Expression profiles and physiological roles of two types of molecular chaperonins from the hyperthermophilic archaeon, Thermococcus kodakaraensis

Department of Bioscience, School of Science and Technology, Kwansei-Gakuin University, 2-1 Gakuen, Sanda, Hyogo 669-1337, Japan; Nanobiotechnology Research Center, Graduate School of Science and Technology, Kwansei-Gakuin University, 2-1 Gakuen, Sanda, Hyogo 669-1337, Japan; Department of Biotechnology, College of Life Sciences, Ritsumeikan University, Kusatsu, Shiga 525-8577, Japan

^* To whom correspondence should be addressed. Email: fujiwara-s{at}kwansei.ac.jp.

	Abstract

Thermococcus kodakaraensis possesses two chaperonins, CpkA and CpkB, and their expressions are respectively induced by the temperature down-shift and up-shift of cell cultivation. The expression levels of the chaperonins were examined using specific antibodies at various cell-growth temperatures in the logarithmic and stationary phases. At 60°C, CpkA was highly expressed in both the logarithmic and stationary phases; however, CpkB was not expressed in either phase. At 85°C, CpkA and CpkB were expressed in both phases; however, the CpkA level was decreased in the stationary one. At 93°C, CpkA was expressed only in the logarithmic phase and not in the stationary phase. In contrast, CpkB was highly expressed in both phases. RT-PCR experiments showed the same growth-phase and temperature-dependent profiles as observed by immunoblot analyses, indicating that the cpkA and cpkB expressions are regulated at the mRNA level.

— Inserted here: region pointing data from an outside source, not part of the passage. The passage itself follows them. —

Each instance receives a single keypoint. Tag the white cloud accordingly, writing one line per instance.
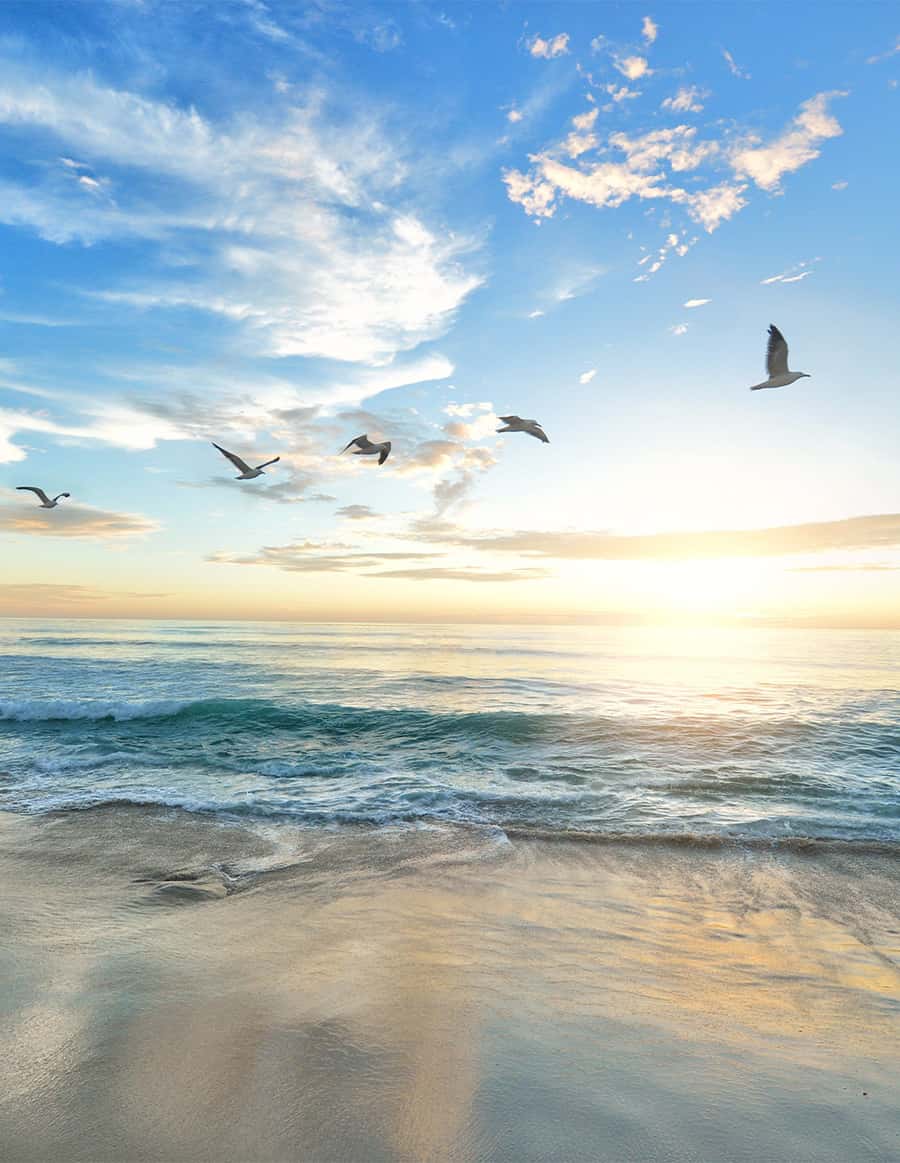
(620, 93)
(585, 121)
(766, 164)
(734, 68)
(714, 206)
(69, 520)
(792, 275)
(556, 47)
(633, 68)
(299, 247)
(688, 99)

The cpkA or cpkB gene disruptant was then constructed, and their growth profiles were monitored. The cpkA disruptant showed poor cell growth at 60°C but no significant defects at 85°C and 93°C. On the other hand, cpkB disruption led to growth defects at 93°C but no significant defects at 60°C and 85°C. These data indicate that CpkA and CpkB are necessary for cell growth at lower and higher temperatures, respectively. The logarithmic phase-dependent expression of CpkA at 93°C suggested that CpkA participates in initial cell growth in addition to lower-temperature adaptation. Promoter mapping and quantitative analyses using the Phr (Pyrococcus heat-shock regulator) gene disruptant revealed that temperature-dependent expressions were achieved in a Phr-independent manner.